# Wow, I just backed a 150/1 winner



## Bretrick (Nov 5, 2021)

Very rare that horses at this price come home.
I only had $2 a win and $5 a place.
So for $7 I picked up $415.40


----------



## MrPants (Nov 5, 2021)




----------



## hollydolly (Nov 6, 2021)

Fantastic... that's the sort of luck my DD has... I don't, so I never gamble...


----------



## Bretrick (Nov 6, 2021)

I


hollydolly said:


> Fantastic... that's the sort of luck my DD has... I don't, so I never gamble...
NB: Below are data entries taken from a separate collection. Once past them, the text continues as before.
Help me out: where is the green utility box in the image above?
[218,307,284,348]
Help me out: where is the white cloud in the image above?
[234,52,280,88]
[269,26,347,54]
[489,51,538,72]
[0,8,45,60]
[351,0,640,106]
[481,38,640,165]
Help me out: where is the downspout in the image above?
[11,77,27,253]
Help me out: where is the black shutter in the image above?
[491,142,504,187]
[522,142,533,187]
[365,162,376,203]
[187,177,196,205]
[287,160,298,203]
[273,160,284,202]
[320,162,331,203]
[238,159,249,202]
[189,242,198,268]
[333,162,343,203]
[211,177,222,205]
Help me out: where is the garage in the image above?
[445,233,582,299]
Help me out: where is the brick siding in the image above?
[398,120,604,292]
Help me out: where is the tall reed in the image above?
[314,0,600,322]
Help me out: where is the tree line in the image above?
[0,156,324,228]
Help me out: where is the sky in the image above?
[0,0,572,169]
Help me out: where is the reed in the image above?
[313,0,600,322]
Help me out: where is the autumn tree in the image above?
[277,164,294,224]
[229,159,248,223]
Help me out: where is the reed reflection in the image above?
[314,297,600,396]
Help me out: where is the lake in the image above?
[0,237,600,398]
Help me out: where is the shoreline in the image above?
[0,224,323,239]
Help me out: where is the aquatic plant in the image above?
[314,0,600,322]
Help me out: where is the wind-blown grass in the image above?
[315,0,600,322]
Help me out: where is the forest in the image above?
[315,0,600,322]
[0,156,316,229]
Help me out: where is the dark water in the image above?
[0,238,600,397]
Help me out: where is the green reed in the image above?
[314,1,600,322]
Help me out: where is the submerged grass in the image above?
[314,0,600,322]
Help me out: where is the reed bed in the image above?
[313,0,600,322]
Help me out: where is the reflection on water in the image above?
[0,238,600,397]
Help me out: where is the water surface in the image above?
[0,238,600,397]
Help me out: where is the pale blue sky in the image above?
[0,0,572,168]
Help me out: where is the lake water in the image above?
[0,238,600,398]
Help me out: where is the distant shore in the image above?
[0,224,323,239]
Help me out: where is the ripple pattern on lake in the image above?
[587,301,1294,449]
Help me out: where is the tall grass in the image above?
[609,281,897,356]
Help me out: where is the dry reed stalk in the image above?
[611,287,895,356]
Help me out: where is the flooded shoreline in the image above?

I think I have only done this 4 times in the last two years.
Biggest win was $895 for a $10 outlay


----------



## Bellbird (Nov 6, 2021)

Good for you, don't put it all on another race.


----------



## Gaer (Nov 6, 2021)

How wonderful!

When my husband was alive, (we had no affiliation with horseracing)  we were eating breakfast at a local cafe.  He was reading the paper and said, "I have the strangest feeling I'm supposed to bet on this horse.  It's 50 to 1, called "Mine that Bird"!  I've never had this feeling before!  I'm supposed to bet $1000 on this horse this morning!"
Well, We weren't rich by any means but i said, "Let's do it!  Right after breakfast let's drive into Ruidoso and bet on it!"
But, On the way home, he drove instead into our driveway!
"Hey!  Arn't we going to bet on that horse?"
"Nah!  Just a silly thought!"
Mine-that-bird came in first.  We would have won $50,000!  They even made a movie about it, called "50 to 1"!


----------



## Bretrick (Nov 6, 2021)

Bellbird said:


> Good for you, don't put it all on another race.


I put $350 of it in the bank.


----------



## OneEyedDiva (Nov 6, 2021)




----------